It is with heavy heart that write of the passing of my friend Mark Rubinstein, who slipped away from us early this morning in a hospital in Ohio. Many of you from San Antonio knew Mark for his formidable musicianship, playing jazz piano with Small World, or accordion with the Sabas trio, or drums in the Rejects, his first band, a seminal Texas punk outfit. The Rejects single sells for serious money, if you can find it—it is so sought-after. Mark produced many recordings for all kinds of musicians. And I am quite sure that each one of them feels like I do today.
Mark’s musical skills were so much more than formidable—there is a word I’m searching for, something akin to genius or other-worldly or magical. I play regularly with Joe Reyes, who bowls me over constantly with his musical skill. But even Joe makes mistakes on occasion. I never once saw Mark make a mistake--on drums, on guitar, on piano. His ears were like nothing else. I witnessed it many times in the recording studio: Mark could hear things invisible to me. I suppose it’s somewhat like how a dog has a widely different experience of the world, an expansive bandwith of perception that we can sense and guess at, but not experience firsthand. Mark could see music in color bars, and recognize a granular detail of rhythm and pitch that is closed to most of the rest of us.
Mark produced Buttercup’s first two records Sick Yellow Flower and Hot Love. And years before that he produced my band Evergreen's album, Low Down Son. I count myself so very lucky to have spent many hours toiling with him in semi-airconditioned rooms trying to eke out something emotional and beautiful. Mark’s musicality and perfectionism helped take my sometimes strange song ideas into a place where they could be listened to repeatedly. I owe him so very much.
Mark was so damn funny. You can hear me laughing on our song “Hot Love” as I blow the vocal entrance after the bridge. After trying to sing the part so many times—at least a dozen—Mark just patiently rewound one more time. I asked him, Is it getting better? Getting closer? He said “not better, not closer, maybe different.” In a way that was so honest, exposing the ridiculousness of my floundering. But yet, so gentle. Mark was a big guy, and his face when expressionless could look very intimidating—he had a heavy brow and big goatee. However, he was never unkind, never impatient. He was pure kindness. He was constantly laughing. He was a true friend.
Mark didn’t graduate from high school—he got a GED instead. I think he was so smart that school just bored him. But somehow he taught as a professor of recording at UTSA and later ran the music recording program at Ohio State. He worked with Celine Dion and Luther Vandross. Mikhail Gorbechev sat in his lap once, while Mark was dressed in a Santa outfit. Mark said some kind things about my songwriting early on, for which I am deeply indebted. I go back to Mark’s words when I’m feeling particularily insecure, which lately is often.
I’m crying through this eulogizing of Mark. I guess I’m going to continue to cry as I type. It feels so heavy that this world, which needs gentleness and kindness so very badly—a world that is desperate for someone who can truly listen—has lost this bright, gentle light. We’ve lost his quiet genius. Oh Mark, this is unfair.

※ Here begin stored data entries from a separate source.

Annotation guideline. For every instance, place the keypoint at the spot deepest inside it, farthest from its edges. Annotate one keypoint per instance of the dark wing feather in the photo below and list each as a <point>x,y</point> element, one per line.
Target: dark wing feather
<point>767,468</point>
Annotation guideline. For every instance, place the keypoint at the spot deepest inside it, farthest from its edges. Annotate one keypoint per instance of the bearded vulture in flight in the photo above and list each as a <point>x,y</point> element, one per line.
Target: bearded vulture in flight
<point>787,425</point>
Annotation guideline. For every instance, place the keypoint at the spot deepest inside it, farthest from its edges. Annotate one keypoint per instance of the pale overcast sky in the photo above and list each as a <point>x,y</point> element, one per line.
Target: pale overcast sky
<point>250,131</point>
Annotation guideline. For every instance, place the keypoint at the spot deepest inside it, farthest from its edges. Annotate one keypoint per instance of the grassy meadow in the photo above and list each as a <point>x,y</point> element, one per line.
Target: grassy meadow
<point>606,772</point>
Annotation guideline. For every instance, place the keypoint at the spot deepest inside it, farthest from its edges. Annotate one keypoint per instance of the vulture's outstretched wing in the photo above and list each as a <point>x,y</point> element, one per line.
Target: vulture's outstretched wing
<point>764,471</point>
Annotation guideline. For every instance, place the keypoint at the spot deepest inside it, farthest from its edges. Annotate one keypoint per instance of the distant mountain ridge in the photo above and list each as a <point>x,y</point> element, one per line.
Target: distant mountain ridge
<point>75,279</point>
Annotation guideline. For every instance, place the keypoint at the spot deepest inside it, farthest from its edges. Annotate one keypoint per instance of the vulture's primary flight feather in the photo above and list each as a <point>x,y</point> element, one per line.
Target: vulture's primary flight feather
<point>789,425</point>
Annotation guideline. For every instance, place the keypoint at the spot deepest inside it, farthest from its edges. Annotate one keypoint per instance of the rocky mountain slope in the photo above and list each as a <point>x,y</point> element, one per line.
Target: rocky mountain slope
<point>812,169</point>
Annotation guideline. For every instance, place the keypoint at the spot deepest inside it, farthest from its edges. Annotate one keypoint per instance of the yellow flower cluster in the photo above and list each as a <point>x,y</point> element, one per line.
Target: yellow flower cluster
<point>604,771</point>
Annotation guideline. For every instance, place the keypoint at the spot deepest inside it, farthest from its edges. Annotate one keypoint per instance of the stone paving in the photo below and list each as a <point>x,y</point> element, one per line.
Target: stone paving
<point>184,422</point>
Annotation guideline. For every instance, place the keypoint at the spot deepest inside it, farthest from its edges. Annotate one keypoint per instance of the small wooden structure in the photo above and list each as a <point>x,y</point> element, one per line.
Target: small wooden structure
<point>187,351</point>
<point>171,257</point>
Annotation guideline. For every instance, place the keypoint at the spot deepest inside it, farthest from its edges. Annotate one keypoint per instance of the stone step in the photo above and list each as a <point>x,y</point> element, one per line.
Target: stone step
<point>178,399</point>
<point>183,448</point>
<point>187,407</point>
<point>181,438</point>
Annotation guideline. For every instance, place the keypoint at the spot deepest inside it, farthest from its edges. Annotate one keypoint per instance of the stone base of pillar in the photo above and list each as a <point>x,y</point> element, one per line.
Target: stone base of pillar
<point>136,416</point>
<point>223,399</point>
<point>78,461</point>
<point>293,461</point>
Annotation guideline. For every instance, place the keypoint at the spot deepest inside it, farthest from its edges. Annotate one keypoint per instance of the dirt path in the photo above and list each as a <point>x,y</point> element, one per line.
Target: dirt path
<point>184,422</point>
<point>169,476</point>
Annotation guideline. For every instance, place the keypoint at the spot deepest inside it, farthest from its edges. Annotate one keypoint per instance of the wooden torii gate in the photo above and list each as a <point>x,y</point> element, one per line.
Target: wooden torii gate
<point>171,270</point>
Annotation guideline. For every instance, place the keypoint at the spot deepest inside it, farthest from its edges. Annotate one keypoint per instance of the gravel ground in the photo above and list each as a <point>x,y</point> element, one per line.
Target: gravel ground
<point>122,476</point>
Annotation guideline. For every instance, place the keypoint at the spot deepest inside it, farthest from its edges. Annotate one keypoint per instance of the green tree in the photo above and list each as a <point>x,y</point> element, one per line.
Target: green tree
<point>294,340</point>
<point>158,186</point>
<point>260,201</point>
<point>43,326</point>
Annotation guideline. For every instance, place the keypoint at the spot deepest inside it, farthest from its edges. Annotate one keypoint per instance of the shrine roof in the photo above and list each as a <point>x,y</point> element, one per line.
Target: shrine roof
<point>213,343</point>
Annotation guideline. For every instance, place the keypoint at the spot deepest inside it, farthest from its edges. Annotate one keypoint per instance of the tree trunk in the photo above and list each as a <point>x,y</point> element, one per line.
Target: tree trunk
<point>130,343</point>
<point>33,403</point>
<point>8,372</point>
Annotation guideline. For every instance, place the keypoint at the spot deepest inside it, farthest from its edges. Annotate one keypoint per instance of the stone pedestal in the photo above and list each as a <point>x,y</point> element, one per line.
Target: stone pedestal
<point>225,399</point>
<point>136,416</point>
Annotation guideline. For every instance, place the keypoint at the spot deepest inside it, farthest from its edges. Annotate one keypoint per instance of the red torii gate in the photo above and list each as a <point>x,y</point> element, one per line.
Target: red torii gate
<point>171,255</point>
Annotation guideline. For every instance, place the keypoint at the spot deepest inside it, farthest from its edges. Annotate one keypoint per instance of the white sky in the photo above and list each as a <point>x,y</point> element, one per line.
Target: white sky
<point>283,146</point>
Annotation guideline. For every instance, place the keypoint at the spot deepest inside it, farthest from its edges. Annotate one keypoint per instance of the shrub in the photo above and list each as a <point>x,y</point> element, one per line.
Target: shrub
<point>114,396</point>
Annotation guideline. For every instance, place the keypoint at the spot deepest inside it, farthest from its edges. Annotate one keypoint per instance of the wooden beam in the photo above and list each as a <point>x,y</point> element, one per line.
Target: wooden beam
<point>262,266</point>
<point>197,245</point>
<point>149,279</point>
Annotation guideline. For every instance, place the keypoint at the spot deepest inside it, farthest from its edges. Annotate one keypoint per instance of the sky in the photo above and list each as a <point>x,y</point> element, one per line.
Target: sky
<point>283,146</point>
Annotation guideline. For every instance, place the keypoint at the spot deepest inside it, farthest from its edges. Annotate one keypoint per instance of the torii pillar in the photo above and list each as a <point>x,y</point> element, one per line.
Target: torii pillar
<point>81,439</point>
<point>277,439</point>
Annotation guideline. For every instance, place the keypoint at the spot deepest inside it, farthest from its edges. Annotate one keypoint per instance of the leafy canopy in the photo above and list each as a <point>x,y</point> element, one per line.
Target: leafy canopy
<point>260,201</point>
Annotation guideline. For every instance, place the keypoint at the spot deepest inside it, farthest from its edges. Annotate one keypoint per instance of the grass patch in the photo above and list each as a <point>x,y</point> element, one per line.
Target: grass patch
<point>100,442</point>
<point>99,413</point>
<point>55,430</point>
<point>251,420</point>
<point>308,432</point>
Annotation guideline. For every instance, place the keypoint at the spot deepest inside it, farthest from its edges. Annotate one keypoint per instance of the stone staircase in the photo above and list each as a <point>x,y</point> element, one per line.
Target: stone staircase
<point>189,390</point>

Mark struggled with an auto-immune disorder for many years. The past two days his sisters have been with him and Saleta Gomez (who was Mark's best friend). I'm glad they could be there to spend time with him and comfort him. Lately it had been very difficult for him. I suppose he has found peace, now. Later I’ll go back and listen to Hot Love, but right now I just cant. I doubt you can hear me now, but I love you, Mark.